IRETI provides integrated water services for approximately 2.7 million people in almost 300 municipalities in north western Italy, supplying a network of around 20,000km in length.

Italy’s water loss reaches an average of 37 per cent across the country, so IRETI is only too aware of the challenges posed by NRW. IRETI is constantly looking for reliable products to tackle water loss at the source and preserve precious water resources.

Antonio Gualtieri (left), technical manager for water leakage detection at IRETI, and Marco Alberti, sales manager at GF piping systems Italy, fine-tuning the pressure regulating valve.

Marco Alberti, Sales Manager at GF Piping Systems Italy, said, “Challenges include unstable pressure due to rapid changes in consumption, and high- pressure differences across valves.”

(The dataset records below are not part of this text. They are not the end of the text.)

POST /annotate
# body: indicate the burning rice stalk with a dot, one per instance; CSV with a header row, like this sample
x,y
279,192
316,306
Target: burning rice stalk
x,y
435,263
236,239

GF introduced NeoFlow, a polymer pressure-regulating valve, to the company two years ago in Reggio Emilia, with the experts from IRETI particularly impressed by its simplicity and innovative design.

They later participated in a pilot at an independent, certified laboratory in Nantes, France, which enabled them to see the product in action and its capabilities, including precise and stable flow control.

IRETI has now been using the GF pressure valves in its water network for a year, finding that the enhanced pressure stability guarantees consistent and reliable water distribution for both day and night, and reduces mechanical stresses caused by pressure variation.

Antonio Gualtieri, Technical Manager for Water Leakage Detection at IRETI, confirms its effectiveness. “Thanks to pressure management, we have been able to achieve a 63 per cent reduction in pipe bursts,” Mr Gualtieri said.

The light and compact design makes the neoflow easy to install.

Solving problems through innovation

The NeoFlow PRV has a simple axial flow design with a lightweight, corrosion-free polymer body, and is less prone to cavitation damage.

The NeoFlow has only three primary components (with no actuator stem or diaphragm) and a single moving part, with these innovative features ensuring high reliability and a longer operational lifetime.

Polymer valves are also significantly easier and more cost-efficient to install and maintain than metal valves, which can fail if not regularly maintained. In addition, the space savings achieved with the compact design can be utilised to install instruments such as flow meters without modifying existing pipework.